Потрясающа эта встреча. Настенька не высказывает Калиновичу претензий, не обвиняет его в своей несложившейся судьбе, не обличает в подлости, как должно бы быть в любом нормальном русском романе. Нет, их встреча проходит вот так:
– Ну, садись! – говорила Настенька, силясь своей рукой достать и подвинуть Калиновичу стул. ‹…›
Калинович сел и, уставив глаза на Настеньку, ничего не мог говорить.
– Угодно вашему превосходительству чаю? – спросила она шутя.
– Хорошо, – отвечал Калинович. ‹…›
– Однако ваше превосходительство изволили порядочно постареть! – заговорила наконец Настенька, продолжая с нежностью смотреть на Калиновича. Тот провел рукою по коротким и поседевшим волосам своим.
– И вы не помолодели! – проговорил он.
– Еще бы!
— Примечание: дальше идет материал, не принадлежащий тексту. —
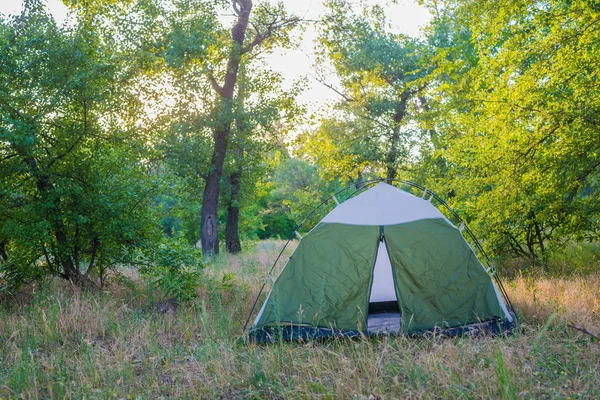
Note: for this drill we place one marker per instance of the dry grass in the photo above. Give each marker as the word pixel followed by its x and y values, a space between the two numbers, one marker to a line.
pixel 61 342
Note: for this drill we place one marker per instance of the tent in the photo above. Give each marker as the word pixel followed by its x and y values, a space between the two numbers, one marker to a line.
pixel 385 261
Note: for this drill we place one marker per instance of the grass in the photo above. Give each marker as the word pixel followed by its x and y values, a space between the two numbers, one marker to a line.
pixel 62 342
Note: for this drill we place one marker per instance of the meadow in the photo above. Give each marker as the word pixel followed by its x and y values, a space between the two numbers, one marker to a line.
pixel 61 341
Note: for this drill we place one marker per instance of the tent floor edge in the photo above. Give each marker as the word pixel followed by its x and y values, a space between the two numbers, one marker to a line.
pixel 266 335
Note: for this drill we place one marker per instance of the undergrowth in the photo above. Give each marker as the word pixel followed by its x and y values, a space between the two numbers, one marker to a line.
pixel 62 342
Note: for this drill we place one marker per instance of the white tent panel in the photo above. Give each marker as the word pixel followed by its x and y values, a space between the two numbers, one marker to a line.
pixel 383 204
pixel 383 279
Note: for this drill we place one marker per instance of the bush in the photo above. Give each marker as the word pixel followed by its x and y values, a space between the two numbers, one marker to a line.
pixel 175 268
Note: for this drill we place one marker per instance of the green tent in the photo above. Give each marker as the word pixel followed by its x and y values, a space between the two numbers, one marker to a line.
pixel 384 261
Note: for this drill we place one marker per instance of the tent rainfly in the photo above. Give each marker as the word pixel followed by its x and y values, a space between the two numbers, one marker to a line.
pixel 384 261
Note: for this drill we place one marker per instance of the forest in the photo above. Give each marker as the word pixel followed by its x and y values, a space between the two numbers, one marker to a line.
pixel 153 164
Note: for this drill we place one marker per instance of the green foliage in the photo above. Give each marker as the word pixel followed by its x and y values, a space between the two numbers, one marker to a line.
pixel 74 194
pixel 175 268
pixel 382 75
pixel 516 108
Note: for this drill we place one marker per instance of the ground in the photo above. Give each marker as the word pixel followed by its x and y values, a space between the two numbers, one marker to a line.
pixel 62 342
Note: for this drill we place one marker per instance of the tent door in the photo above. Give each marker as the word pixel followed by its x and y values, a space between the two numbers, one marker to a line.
pixel 384 312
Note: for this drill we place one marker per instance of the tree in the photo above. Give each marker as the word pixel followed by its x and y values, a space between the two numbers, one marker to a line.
pixel 517 106
pixel 381 73
pixel 73 192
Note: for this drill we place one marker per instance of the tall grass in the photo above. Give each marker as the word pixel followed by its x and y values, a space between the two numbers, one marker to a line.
pixel 61 342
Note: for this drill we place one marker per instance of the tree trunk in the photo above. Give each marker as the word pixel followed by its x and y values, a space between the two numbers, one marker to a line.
pixel 399 114
pixel 232 237
pixel 232 233
pixel 208 222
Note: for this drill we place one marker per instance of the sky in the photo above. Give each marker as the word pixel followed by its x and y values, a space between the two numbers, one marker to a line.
pixel 405 17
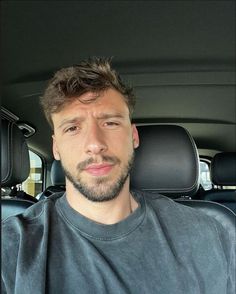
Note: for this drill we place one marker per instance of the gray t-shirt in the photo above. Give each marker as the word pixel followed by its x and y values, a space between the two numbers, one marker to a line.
pixel 162 247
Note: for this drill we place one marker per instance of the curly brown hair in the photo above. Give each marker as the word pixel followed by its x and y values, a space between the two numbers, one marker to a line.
pixel 92 75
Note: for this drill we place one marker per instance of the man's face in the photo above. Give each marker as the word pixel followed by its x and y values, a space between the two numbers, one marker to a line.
pixel 95 141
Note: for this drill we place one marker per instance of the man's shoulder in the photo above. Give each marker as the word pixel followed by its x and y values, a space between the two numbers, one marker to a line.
pixel 31 215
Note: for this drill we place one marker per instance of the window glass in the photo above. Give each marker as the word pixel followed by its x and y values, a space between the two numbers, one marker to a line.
pixel 205 179
pixel 33 184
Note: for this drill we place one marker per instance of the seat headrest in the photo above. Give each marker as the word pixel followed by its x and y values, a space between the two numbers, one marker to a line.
pixel 223 169
pixel 57 174
pixel 166 161
pixel 15 164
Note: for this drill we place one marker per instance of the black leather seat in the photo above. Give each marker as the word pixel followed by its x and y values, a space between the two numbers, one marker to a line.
pixel 15 167
pixel 167 162
pixel 223 173
pixel 57 179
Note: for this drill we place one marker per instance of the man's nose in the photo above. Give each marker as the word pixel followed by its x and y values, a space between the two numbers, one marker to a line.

Но только не в чувствах, – отвечала Настенька с шутливой кокетливостью.
– А может быть, и я тоже, – возразил Калинович с улыбкой.
Лицо Настеньки вдруг приняло серьезное выражение.
– Слышала, мой друг… все мне рассказывали, как ты здесь служишь, держишь себя, и я тебе говорю откровенно, что начала после этого еще больше тебя уважать, – проговорила она со вздохом. ‹…›
– Но, скажите мне, давно ли вы и каким образом попали на театр? – спросил Калинович Настеньку. ‹…›
– После той прекрасной минуты, когда вам угодно было убежать от меня и потом так великодушно расплатиться со мной деньгами, которые мне ужасно хотелось вместе с каким-нибудь медным шандалом бросить тебе в лицо… и, конечно, не будь тогда около меня Белавина, я не знаю, что бы со мной было…
Калинович слегка улыбнулся.
– Белавина? – повторил он.
– Да… Что ж вы с таким ударением сказали это? – подхватила Настенька.
– Vous etiez en l iaison avec l ui?[1] – спросил Калинович нарочно по-французски, чтобы капитан и Михеич не поняли его.
Настенька покраснела.
– Ты почему это знаешь? – спросила она, бросая несколько лукавый взгляд.
Надобно сказать, что вообще тон и манеры актрисы заметно обнаруживались в моей героине; но Калиновича это еще более восхищало.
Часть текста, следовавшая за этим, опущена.